Refugees and anti-Semitism: is it a problem?

This is just one man's experiences on his own with newly arrived refugees from the Middle East that aren't a member of any community yet... They are displaced, and currently looking for a stable home. This seriously can't be compared to entire communities that exist of second, third, and fourth generation immigrants to Europe from the Middle East. Take Malmö in Sweden for example, a city that once had a thriving Jewish community, a community that was mostly made up of Holocaust survivor families and the descendants of Jews that were actually real refugees fleeing a war and persecution, unlike many of the economic migrants entering Europe pretending to be Syrians fleeing a civil war. This is now a city where religiously motivated attacks and harassment on Jewish people has doubled, a city where Jewish cemeteries are fire bombed and vandalised, a city where human rights organizations advice Jews to enter certain areas with extreme caution. Please remember that this city exists within a 2016 Sweden... And the issues don't stop there, it continues, and continues, and continues.
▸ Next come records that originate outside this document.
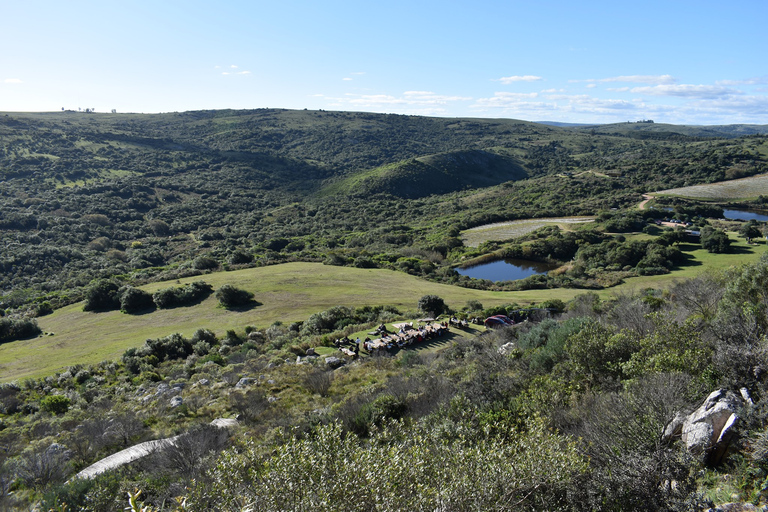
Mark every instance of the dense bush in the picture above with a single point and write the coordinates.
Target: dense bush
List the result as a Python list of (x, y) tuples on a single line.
[(133, 300), (102, 295), (230, 297), (186, 295), (432, 305), (12, 329)]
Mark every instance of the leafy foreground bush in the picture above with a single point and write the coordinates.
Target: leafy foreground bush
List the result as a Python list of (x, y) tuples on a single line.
[(399, 468)]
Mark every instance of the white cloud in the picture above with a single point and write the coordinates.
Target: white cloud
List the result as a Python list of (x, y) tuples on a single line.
[(641, 79), (512, 79), (686, 91), (637, 79), (750, 81)]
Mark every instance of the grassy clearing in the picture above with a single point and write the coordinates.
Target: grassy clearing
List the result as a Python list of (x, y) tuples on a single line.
[(289, 292), (741, 189), (505, 230), (699, 261)]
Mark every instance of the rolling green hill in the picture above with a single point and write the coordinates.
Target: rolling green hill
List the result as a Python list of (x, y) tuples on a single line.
[(433, 174)]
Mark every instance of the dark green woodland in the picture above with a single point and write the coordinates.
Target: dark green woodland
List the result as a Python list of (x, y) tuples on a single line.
[(564, 411)]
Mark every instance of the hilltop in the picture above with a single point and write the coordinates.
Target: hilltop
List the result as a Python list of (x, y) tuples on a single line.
[(127, 238)]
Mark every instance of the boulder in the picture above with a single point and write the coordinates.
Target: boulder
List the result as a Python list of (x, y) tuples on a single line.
[(708, 431), (224, 423), (506, 348), (244, 382), (334, 362)]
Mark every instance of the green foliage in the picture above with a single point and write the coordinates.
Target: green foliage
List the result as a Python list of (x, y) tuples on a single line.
[(672, 347), (186, 295), (402, 469), (12, 329), (102, 295), (230, 297), (432, 305), (55, 404), (134, 300), (715, 240)]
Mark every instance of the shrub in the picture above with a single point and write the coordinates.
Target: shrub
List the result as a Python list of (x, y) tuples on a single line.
[(231, 297), (55, 404), (133, 300), (186, 295), (12, 329), (103, 295), (205, 263), (432, 305)]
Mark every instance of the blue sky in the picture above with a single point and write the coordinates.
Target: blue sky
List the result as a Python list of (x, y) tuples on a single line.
[(683, 62)]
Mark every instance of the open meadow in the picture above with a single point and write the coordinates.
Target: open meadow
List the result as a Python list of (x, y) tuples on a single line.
[(732, 190), (506, 230), (288, 293)]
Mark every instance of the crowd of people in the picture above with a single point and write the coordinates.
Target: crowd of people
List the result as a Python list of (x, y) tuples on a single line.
[(405, 335)]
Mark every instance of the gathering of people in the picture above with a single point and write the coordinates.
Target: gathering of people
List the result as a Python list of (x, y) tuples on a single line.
[(402, 335)]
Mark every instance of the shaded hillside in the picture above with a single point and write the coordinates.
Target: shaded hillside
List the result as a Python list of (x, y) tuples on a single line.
[(145, 197), (434, 174)]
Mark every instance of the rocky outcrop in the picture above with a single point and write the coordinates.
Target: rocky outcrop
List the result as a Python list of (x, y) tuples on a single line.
[(709, 430)]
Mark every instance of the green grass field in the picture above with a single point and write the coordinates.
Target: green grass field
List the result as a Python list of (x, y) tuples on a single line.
[(741, 189), (506, 230), (289, 292)]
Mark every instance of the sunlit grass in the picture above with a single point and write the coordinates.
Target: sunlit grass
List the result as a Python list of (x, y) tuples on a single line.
[(745, 188), (506, 230)]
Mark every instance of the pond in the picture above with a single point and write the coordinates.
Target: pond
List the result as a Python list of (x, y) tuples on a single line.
[(745, 215), (506, 270)]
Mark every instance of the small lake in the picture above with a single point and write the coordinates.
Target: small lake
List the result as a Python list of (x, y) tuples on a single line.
[(506, 270), (745, 215)]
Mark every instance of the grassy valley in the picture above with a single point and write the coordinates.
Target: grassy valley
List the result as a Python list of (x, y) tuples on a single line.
[(162, 271)]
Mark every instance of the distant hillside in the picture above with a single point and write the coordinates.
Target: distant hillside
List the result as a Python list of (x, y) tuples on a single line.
[(434, 174), (650, 130)]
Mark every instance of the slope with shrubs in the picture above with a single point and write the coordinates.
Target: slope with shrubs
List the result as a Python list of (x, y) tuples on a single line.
[(555, 414)]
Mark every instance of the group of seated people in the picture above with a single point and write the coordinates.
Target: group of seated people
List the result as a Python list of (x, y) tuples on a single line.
[(406, 335), (458, 323)]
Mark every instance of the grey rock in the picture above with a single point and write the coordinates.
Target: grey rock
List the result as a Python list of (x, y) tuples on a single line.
[(225, 423), (708, 431), (334, 362), (506, 348), (244, 382)]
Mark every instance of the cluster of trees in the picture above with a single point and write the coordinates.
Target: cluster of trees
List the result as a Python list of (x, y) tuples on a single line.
[(191, 197), (557, 414)]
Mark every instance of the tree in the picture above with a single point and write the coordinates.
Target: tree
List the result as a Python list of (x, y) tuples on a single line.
[(133, 300), (103, 295), (432, 305), (715, 240), (750, 230)]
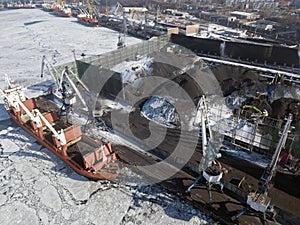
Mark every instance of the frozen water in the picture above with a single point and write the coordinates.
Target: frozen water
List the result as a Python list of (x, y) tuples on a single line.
[(160, 111), (27, 35), (132, 70)]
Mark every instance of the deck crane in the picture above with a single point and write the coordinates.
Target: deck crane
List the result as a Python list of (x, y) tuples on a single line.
[(259, 200), (210, 169), (122, 36), (15, 97), (60, 82)]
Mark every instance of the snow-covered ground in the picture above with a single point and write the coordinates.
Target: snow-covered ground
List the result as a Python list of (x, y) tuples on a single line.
[(36, 187)]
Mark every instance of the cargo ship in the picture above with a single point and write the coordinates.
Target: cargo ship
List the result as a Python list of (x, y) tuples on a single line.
[(88, 20), (40, 117)]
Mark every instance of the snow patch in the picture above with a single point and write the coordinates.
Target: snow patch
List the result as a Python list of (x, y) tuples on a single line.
[(18, 213), (3, 114), (161, 111), (132, 70)]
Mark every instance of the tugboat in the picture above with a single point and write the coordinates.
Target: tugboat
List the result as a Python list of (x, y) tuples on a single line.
[(42, 118)]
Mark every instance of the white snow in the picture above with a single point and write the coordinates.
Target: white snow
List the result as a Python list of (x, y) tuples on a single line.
[(36, 187), (252, 157), (3, 114), (27, 35), (132, 70), (160, 111)]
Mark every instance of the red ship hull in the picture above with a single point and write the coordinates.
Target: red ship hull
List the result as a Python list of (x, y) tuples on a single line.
[(84, 156)]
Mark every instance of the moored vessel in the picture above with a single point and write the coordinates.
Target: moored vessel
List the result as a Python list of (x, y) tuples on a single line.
[(41, 118)]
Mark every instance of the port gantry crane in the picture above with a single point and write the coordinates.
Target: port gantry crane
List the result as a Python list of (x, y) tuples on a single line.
[(259, 200), (210, 169)]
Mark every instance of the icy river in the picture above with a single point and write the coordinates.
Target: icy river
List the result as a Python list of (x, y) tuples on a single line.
[(35, 186)]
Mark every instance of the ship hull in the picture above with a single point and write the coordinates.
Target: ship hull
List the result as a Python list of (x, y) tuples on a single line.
[(110, 171)]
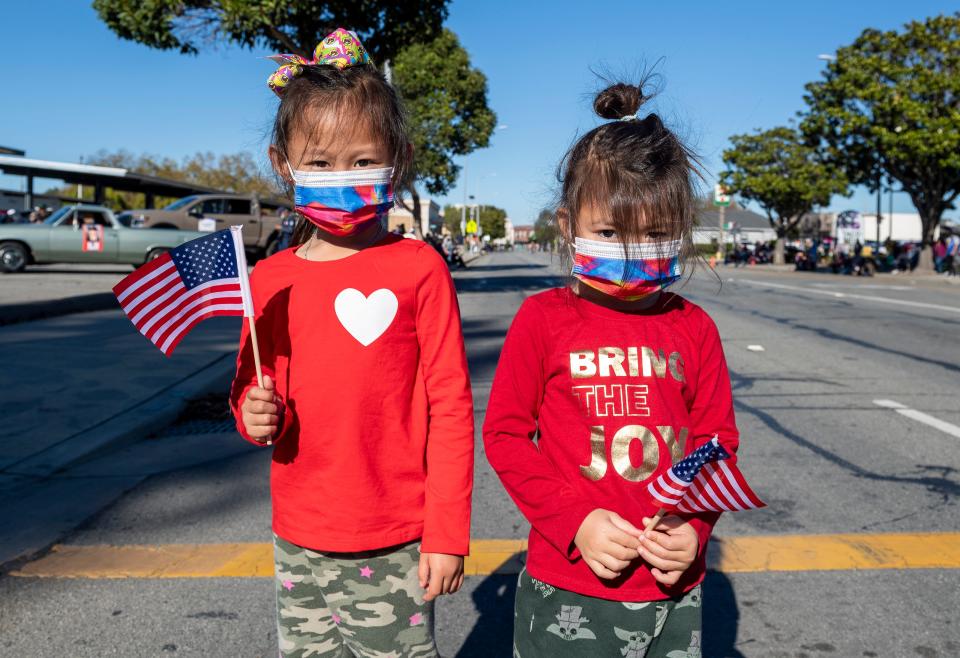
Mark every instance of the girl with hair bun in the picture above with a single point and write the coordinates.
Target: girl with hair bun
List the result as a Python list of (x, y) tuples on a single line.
[(366, 398), (617, 379)]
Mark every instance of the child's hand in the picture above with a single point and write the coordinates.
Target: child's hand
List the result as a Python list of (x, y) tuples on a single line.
[(260, 411), (669, 549), (607, 542), (440, 574)]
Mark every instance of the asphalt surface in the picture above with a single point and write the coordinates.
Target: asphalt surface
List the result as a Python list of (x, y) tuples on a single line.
[(815, 445)]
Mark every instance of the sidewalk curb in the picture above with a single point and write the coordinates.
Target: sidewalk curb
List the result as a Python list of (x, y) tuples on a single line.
[(135, 422), (51, 308)]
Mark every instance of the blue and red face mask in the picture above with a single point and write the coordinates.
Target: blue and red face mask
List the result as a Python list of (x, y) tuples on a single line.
[(342, 203), (628, 272)]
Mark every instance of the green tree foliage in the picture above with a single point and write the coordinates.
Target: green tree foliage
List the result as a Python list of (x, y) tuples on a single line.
[(232, 172), (288, 26), (782, 174), (447, 101), (493, 221), (888, 105), (545, 230)]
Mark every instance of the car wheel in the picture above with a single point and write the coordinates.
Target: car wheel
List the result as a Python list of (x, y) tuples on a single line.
[(154, 254), (13, 257)]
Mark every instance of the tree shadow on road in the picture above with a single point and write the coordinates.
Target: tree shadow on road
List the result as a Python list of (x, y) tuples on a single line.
[(507, 283), (492, 634)]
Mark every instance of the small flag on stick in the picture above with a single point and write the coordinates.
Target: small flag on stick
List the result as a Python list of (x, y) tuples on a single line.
[(197, 280), (703, 482)]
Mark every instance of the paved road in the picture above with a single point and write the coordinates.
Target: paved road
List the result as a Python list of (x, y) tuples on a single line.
[(816, 445)]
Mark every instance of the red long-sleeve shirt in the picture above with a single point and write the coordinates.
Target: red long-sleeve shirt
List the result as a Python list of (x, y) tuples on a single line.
[(614, 399), (376, 444)]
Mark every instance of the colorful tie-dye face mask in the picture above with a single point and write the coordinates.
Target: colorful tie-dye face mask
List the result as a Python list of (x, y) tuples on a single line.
[(631, 274), (343, 202)]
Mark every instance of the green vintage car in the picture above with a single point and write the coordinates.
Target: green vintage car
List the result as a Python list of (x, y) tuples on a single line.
[(84, 234)]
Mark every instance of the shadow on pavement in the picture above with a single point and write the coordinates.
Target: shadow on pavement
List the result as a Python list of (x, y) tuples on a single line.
[(498, 268), (507, 283), (721, 616), (492, 634)]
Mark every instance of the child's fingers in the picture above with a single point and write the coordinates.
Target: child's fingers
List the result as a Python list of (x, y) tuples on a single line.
[(601, 571), (435, 588), (659, 539), (664, 564), (261, 394), (621, 537), (666, 577), (624, 525), (261, 419), (612, 563), (423, 571), (620, 551), (262, 407)]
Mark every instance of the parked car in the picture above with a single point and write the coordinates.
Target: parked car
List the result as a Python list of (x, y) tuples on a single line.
[(83, 233), (259, 217)]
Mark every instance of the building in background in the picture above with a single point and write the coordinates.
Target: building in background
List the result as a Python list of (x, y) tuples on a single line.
[(742, 225), (430, 220), (522, 234)]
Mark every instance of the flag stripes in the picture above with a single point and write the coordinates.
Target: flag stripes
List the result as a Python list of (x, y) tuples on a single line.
[(168, 296), (719, 488)]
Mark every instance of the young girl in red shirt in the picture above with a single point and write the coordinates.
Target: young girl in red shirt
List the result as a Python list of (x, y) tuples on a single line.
[(366, 398), (617, 380)]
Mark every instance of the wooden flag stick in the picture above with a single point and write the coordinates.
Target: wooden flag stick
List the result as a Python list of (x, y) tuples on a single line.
[(256, 357), (256, 350)]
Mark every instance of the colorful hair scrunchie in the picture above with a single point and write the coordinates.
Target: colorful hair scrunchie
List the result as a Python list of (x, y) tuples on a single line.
[(341, 49)]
With old Holocaust survivors being told they aren't welcome to tell their stories in schools with a majority Muslim population, being disrespected by students and called. Then Swedish politicans attending anti-Israel rallies where anti-Semitism and pro-Hamas/Hezbollah rhetoric is spewed out and distributed. It's not surprising that most Jewish families that used to live in Malmö have already emigrated to Israel, or other countries in the recent years, wouldn't you? This also isn't just one isolated community that's experiencing these types of problems, this phenomenon exists within communities all across Europe, you could go on and on. It's a problem.